The Evaluation process is based on the `torchmetrics` library (https://lightning.ai/docs/torchmetrics/stable/). For each run,
computed measures are L2, PSNR, SSIM, rFID for reconstruction and Perplexity, Codebook usage on the whole test set for quantization.

### Attempts to reproduce the original VQGAN results on _ImageNet-1K_

Reproduction is really hard, mainly due to the high compression rate (256x256 to 16x16) and relatively small
codebook size (1024 indices).

The pretrained models and configuration files used can be downloaded at
[https://huggingface.co/SerezD/vqvae-vqgan-pytorch-lightning](https://huggingface.co/SerezD/vqvae-vqgan-pytorch-lightning)

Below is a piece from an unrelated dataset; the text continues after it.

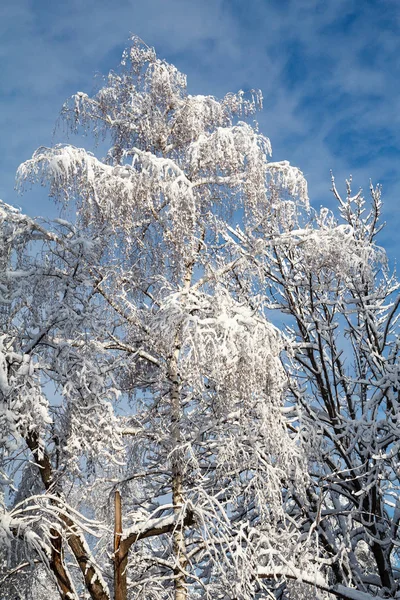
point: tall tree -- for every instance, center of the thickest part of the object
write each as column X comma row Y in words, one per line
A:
column 176, row 401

| Run Name | Codebook Usage ↑ | Perplexity ↑ | L2 ↓ | SSIM ↑ | PSNR ↑ | rFID ↓ | # (trainable) params |
|-------------------------------|-----------------:|-------------:|--------|--------|--------|--------|---------------------:|
| original VQGAN (Esser et Al.) | - | - | - | - | - | 7.94 | - |
| Maskgit VQGAN (Cheng et Al.) | - | - | - | - | - | 2.28 | - |
| Gumbel Reproduction | 99.61 % | 892.00 | 0.0075 | 0.61 | 21.23 | 6.30 | 72.5 M |
| Entropy Reproduction | 99.70 % | 896.78 | 0.0082 | 0.62 | 20.82 | 6.17 | 71.1 M |

_Note:_ For training, NVIDIA A100 GPUs with Tensor Core have been used.

### Details on Quantization Algorithms

Classic or EMA VQ-VAE are known to encounter codebook-collapse issues, where only a subset of the codebook indices
is used. See for example: _Theory and Experiments on
Vector Quantized Autoencoders_ (https://arxiv.org/pdf/1805.11063.pdf)

To avoid collapse, some solutions have been proposed (and are implemented in this repo):
1. Re-initialize the unused codebook indices every _n_ epochs. Can be applied with standard
or EMA Vector Quantization.
in the Gumbel Softmax and Entropy Quantization algorithms.
2. Totally change the Quantization algorithm, adding some regularization term (Gumbel, Entropy) to increase the entropy
in the codebook distribution.

### Details on Discriminator part

In general, it is better to wait as long as possible before Discriminator kicks in.
Check these issues in the original VQGAN repo:
- https://github.com/CompVis/taming-transformers/issues/31
- https://github.com/CompVis/taming-transformers/issues/61
- https://github.com/CompVis/taming-transformers/issues/93

In the reproduction, Discriminator starts only after 100 epochs. The training continues until possible. At a certain
point, the loss collapses (typical behavior in GANs).

I found that both R1 regularization and the adaptive generator weight may help in preventing collapse.